En ese mundo henchido de orgullo de sí mismo había nacido Schiele en 1890. Un año antes Francia había demostrado al mundo con la Torre Eiffel que el futuro ya no eran los recios muros de piedra de los castillos sino los enjambres de hierro de la industria, de la velocidad, del más y más futuro. El pasado ya no valía nada a finales del siglo XIX.
Apenas hay algunas palabras que puedan definir determinados momentos como decadencia o fin de siècle. Palabras que no se ajustan a la realidad del transcurso histórico. Schiele nació en el cénit de la decadencia, que había de servir de antesala a la primera parte del mundo contemporáneo, la de su decadencia, antes de asistir a la etapa crepuscular posterior a las guerras mundiales.
Esos principios en disolución en los que Schiele construyó su personalidad motivaron quizá una vuelta frecuente sobre determinados motivos. Como Berger se preguntaba, en un momento en el que los artistas eran libres de pintar lo que quisieran, más que en ninguna época pasada, ¿por qué tantos se repetían sin césar en determinados aspectos? En Schiele el motivo principal de su obra es la identidad. Es el proceso por el cual podemos reconocernos, vernos en la obra, no como un espejo de Narciso (María Zambrano dixit) sino como un diálogo con la construcción de nosotros mismos. El número de autorretratos de Schiele es apabullante a pesar de morir con apenas 28 años. Podríamos hablar, efectivamente, de narcisismo, pero entonces estaríamos olvidando a Durero y a Rembrandt.
Tanto el uno como el otro usaron durante años el espejo para retratarse y mantener así una biografía visual del paso del tiempo por sus rostros. Especialmente emocionante resulta el caso de Rembrandt en quien podemos apreciar desde la ilusión de la juventud en sus primeros autorretratos hasta el hastío y la resignación a la vida de los últimos. Sin embargo, la retratística de Durero o Rembrandt buscaba mostrar la existencia del individuo en su sentido etimológico: in-divisible. Schiele, en cambio, exploró la construcción de la identidad en sus retratos desde una perspectiva totalmente novedosa, la de ser divisible como persona, la existencia de dualidades, contradicciones e incluso la exploración de los horrores. Lo que explica, quizá, su propio comportamiento con las personas que le rodearon.
Sus primeros autorretratos de entre 1905 y 1907 nos lo muestran grandilocuente, con un punto exhibicionista, con un ego sobredimensionado fruto de su entrada con apenas dieciséis años en la Academia de Viena. Pero pasado el 1913, sus autorretratos parecen caminar más hacia el exceso, hacia el hombre facetado, como si el espejo a través del cual se reinterpreta fuera un espejo distorsionado. Hay expresiones grotescas, posturas casi imposibles, con un pelo que parece electrificado.

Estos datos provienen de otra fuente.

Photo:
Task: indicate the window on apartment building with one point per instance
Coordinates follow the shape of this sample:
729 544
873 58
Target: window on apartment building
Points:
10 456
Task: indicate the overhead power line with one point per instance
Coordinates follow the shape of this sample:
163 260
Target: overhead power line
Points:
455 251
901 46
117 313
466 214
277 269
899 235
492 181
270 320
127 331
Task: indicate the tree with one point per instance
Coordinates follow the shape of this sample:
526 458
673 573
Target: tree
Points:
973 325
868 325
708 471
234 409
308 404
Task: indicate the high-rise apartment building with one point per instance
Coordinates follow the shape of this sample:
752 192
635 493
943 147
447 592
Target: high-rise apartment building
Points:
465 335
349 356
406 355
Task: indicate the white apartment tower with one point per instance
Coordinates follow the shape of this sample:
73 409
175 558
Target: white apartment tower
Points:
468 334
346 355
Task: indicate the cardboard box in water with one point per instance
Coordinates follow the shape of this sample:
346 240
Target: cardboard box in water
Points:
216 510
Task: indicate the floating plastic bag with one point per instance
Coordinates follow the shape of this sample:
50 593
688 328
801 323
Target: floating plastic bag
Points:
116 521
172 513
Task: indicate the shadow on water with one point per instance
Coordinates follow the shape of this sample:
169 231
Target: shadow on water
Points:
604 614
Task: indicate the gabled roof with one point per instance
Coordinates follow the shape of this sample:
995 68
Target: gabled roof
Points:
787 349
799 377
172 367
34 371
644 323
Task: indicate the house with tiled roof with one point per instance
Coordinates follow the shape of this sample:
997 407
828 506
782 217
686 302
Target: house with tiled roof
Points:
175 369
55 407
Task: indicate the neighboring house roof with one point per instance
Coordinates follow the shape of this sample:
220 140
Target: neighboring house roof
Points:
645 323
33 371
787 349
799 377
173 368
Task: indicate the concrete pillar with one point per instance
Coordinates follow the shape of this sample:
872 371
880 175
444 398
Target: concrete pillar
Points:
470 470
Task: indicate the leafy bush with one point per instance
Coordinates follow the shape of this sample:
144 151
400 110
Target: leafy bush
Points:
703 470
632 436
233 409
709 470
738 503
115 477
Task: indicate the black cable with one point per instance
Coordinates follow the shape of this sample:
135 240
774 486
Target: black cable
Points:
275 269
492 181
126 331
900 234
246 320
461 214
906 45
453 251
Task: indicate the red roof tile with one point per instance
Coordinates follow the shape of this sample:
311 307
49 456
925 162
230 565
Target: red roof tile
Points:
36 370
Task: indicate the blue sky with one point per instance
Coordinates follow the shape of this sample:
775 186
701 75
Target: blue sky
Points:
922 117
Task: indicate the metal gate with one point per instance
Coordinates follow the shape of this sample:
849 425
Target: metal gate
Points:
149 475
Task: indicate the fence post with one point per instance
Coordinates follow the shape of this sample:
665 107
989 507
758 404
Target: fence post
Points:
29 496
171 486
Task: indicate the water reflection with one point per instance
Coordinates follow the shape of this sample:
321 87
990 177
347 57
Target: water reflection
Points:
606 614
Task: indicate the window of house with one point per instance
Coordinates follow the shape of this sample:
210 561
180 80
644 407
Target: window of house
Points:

Es así como Schiele va dando pasos del autorretrato al desnudo, a la búsqueda de su propio cuerpo. Frente a la concepción ornamental del cuerpo en Klimt, Schiele nos ofrece un repertorio de miembros que parecen tensionar el cuerpo para romperlo, sobre fondos neutros que destruyen la idea del retrato hecho desde el espejo para transportar lo que debería ser una imagen de lo real en un concepto en continua representación. Es evidente que hay un interés narcisista en ello al mostrarse como criatura sexual. Sin embargo, en el caso de Schiele nos encontramos también como una forma de exorcizar demonios de su propia sexualidad. La vía para canalizar aquellos pensamientos que siente como imposibles de realizar conquista las vastas llanuras de sus pinturas. No deja de ser, de hecho, otra muestra más de la enorme preocupación de Schiele por la concepción fragmentaria del ser humano.
Para Paul Hatvani (1917), la obra de Schiele no es una reinterpretación del mito de Narciso en sus autorretratos, lo es en toda su producción. Este neonarcisismo buscaría recrear el mundo a partir de cómo el artista lo ve, lo transforma y sobre todo a partir de cómo se proyecta sobre el mundo y esa proyección cambia la realidad. En el caso de Schiele debemos sumar un entorno familiar concreto. Cuando contaba con quince años su padre, a quien estaba muy unido, falleció probablemente de parálisis sifilítica. Esto supuso un shock en la vida del pintor, quien apenas tenía relación con su madre.
La muerte ocupa, pues, un motor activo en su obra. Pero debemos entender la muerte en los términos en los que años después la definiría Bataille: es el motor de la discontinuidad frente a la continuidad de la maternidad. El autorretrato es la vía que permitía a Schiele hallar la continuidad frente a la muerte, vinculada a un acto masculino por parte de las estructuras sociales. Ese imago que diría Lacan, sustitutivo de la proyección que su padre ejerció en su vida y que, mediante la obra de arte, Schiele pretende llevar a cabo con el mundo para hallar continuidad.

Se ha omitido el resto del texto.